Faculty Spotlight: Mary Caton Lingold, PhD
Associate Professor of EnglishWritten by Shermaine Jones, PhD, Assistant Professor of English
Music plays such a pivotal role as the soundtrack to our lives, giving texture and feeling to our experiences. Yet, we are often unaware of the complex histories of our beloved musical genres. Dr. Mary Caton Lingold, Assistant Professor of English in the VCU Department of English, is an expert and lifelong musician who traces the contours of musical life in the early modern era to tell the story of how Africans in the Atlantic created music, forged an aesthetic movement, and transformed global sound in ways that continue to reverberate in contemporary music forms like reggaeton, hip-hop, country, and merengue. Her timely and compelling scholarship is deliberate in centering African thought and expression.
Dr. Lingold’s southern roots inform her scholarly interests in Atlantic slavery, race and racism, Black history, and culture. As a white musician who enjoyed playing various forms of music, coming to the realization that all of the music she played was rooted in the Black cultural music expression spurred her interest in bringing these historical roots to the forefront by celebrating and memorializing the voices of those often forgotten. Questions about race, history, and culture animate Dr. Lingold’s studies. She received a Ph.D. in English and a graduate certificate in African & African American Studies from Duke University in 2017. Her interdisciplinary approach borrows methods from African American Studies, Sound Studies, and Literary Studies. Dr. Lingold’s forthcoming monograph Sound Legacy: Music and Slavery in an African Atlantic World (under contract with UVA Press) examines a range of artifacts including archival documents, musical performance, and published narratives, such as the travel accounts of Hans Sloane, to illustrate the centrality of musical performance in lived experiences across the Atlantic world.
Thus far, Dr.

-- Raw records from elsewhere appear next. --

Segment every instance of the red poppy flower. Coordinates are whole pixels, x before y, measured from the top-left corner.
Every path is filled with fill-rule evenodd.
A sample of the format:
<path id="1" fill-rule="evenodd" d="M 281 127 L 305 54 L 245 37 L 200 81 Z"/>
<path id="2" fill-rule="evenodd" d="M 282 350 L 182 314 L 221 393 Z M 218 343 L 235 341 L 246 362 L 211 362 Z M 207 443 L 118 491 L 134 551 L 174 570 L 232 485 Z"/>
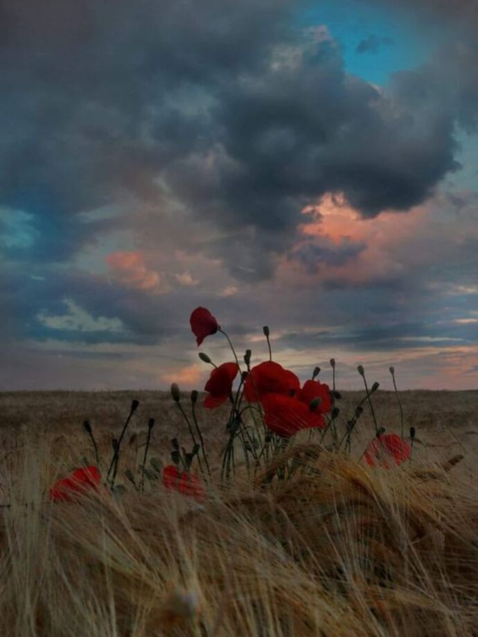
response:
<path id="1" fill-rule="evenodd" d="M 296 397 L 267 394 L 261 402 L 266 426 L 283 438 L 290 438 L 301 429 L 325 427 L 322 415 L 310 411 L 308 406 Z"/>
<path id="2" fill-rule="evenodd" d="M 384 433 L 369 443 L 364 458 L 367 465 L 390 469 L 408 460 L 410 453 L 410 445 L 396 433 Z"/>
<path id="3" fill-rule="evenodd" d="M 100 482 L 101 474 L 94 465 L 76 469 L 68 477 L 55 483 L 50 489 L 50 499 L 55 502 L 72 502 L 88 491 L 97 491 Z"/>
<path id="4" fill-rule="evenodd" d="M 193 334 L 196 337 L 197 346 L 202 343 L 206 337 L 215 334 L 220 326 L 218 321 L 205 307 L 196 307 L 189 318 Z"/>
<path id="5" fill-rule="evenodd" d="M 188 498 L 199 501 L 204 499 L 204 490 L 197 476 L 179 472 L 174 465 L 163 469 L 163 484 L 170 491 L 179 491 Z"/>
<path id="6" fill-rule="evenodd" d="M 297 397 L 305 403 L 308 407 L 316 398 L 320 398 L 320 404 L 317 409 L 319 413 L 328 413 L 332 409 L 330 390 L 328 385 L 320 383 L 317 380 L 308 380 L 299 392 Z"/>
<path id="7" fill-rule="evenodd" d="M 260 363 L 251 370 L 244 384 L 244 395 L 249 402 L 256 402 L 267 394 L 290 396 L 298 392 L 301 383 L 293 372 L 274 361 Z"/>
<path id="8" fill-rule="evenodd" d="M 211 409 L 227 400 L 238 371 L 237 363 L 223 363 L 212 370 L 204 386 L 204 390 L 209 392 L 204 398 L 205 407 Z"/>
<path id="9" fill-rule="evenodd" d="M 169 465 L 163 468 L 163 484 L 166 489 L 169 489 L 170 491 L 177 489 L 179 478 L 179 472 L 175 465 Z"/>
<path id="10" fill-rule="evenodd" d="M 202 502 L 204 499 L 204 490 L 197 476 L 184 471 L 179 478 L 179 491 L 188 498 Z"/>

Lingold’s scholarship has greatly informed the field of digital sound studies. Most notably, she co-edited Digital Sound Studies (Duke 2018), which offers theoretical and practical ways to center sound in humanities research and teaching to create a more inclusive, diverse, and dynamic multisensory experience. Dr. Lingold also co-created Musical Passage: A Voyage to 1688 Jamaica, which invites visitors to listen to a musical gathering in Jamaica in 1688 as documented in Hans Sloane’s 1707 Voyage to the Islands, which features some of the earliest transcription of African music in the Americas. Incidentally, this project inspired Rhiannon Giddens, who incorporated a melody she learned from the digital project in a composition she performed alongside Yo-Yo Ma for NPR in response to 2020 Black Lives Matter protests.
One of the most rewarding aspects of Dr. Lingold’s work has been collaborating with practicing musicians and artists who draw from her research to create work centered around uncovering histories in the Caribbean. For example, in summer 2022, she traveled to the University of Edinburgh to share her research and collaborate with musicians and artists from Scotland, Trinidad, and Jamaica on a production exploring the shared histories of sugar slavery and sugar refining. The first performance will be held in Kingston, Jamaica and later in Greenock, Scotland in Fall 2022.
Dr. Lingold joined the English Department at VCU in 2017. Since then, she has made an indelible mark among the faculty and students with her generosity of spirit and advocacy for issues of diversity, equity, and inclusion in the curriculum, hiring, and the everyday life of the department. Her service to the department and the university reflects her desire to create tangible change and an environment where all students, faculty, and staff feel seen, heard, and welcomed. Dr. Lingold has served on numerous committees including the English Department’s Undergraduate Studies; Diversity, Equity, and Inclusion; and Executive Committees. She has also served on the Humanities Research Center’s Faculty Advisory Board. Dr. Lingold is an advocate for her students. She is deeply invested in their academic success, mental health, and overall wellbeing. Her dynamic teaching style is reflected in her use of music and multisensory media in the classroom as well as her creative assignments that allow students to represent their mastery of course content in innovative and enriching ways.
Dr. Lingold’s research, teaching, and service are deeply interconnected, as they reveal her earnest and fervent effort to understand the ways that our past continues to impact our present. While this realization may be at times disheartening, understanding the historical echoes also empowers us to make intentional changes to create the future we desire. Her insightful opinion piece “A Vision for a New South,” published in the Richmond Times-Dispatch on June 15, 2020, explores the movement for Black lives in Richmond and the removal of confederate monuments on Monument Avenue. Most importantly, she imagines a New South; this hope of creating new worlds is at the heart of Dr. Lingold's visionary work.
Select Publications
- “In Search of Mr. Baptiste: Early Caribbean Music, Race, and a Colonial Composer,” Early Music, xlix.1, February 2021.
- “Digital Performance and the Musical Archive of Slavery: Like Running Home,” Studies in Eighteenth-Century Culture 49, 2020.
- Digital Sound Studies. Co-editor, with Darren Mueller and Whitney Trettien. (Duke 2018).
- How Haiti Got Free. Public Books. April 16, 2019.
- Peculiar Animations: Listening to Afro-Atlantic Music in Caribbean Travel Narratives, Early American Literature 52:3 (2017).
- Tena, Too, Sings America: Listening to an Enslaved Woman’s Musical Memories of Africa. C19 Podcast. Season 1 Episode 10. June, 18, 2018.
- Fiddling with Freedom: Solomon Northup’s Musical Trade in 12 Years a Slave. Sounding Out!: The Sound Studies Blog, December 16, 2013.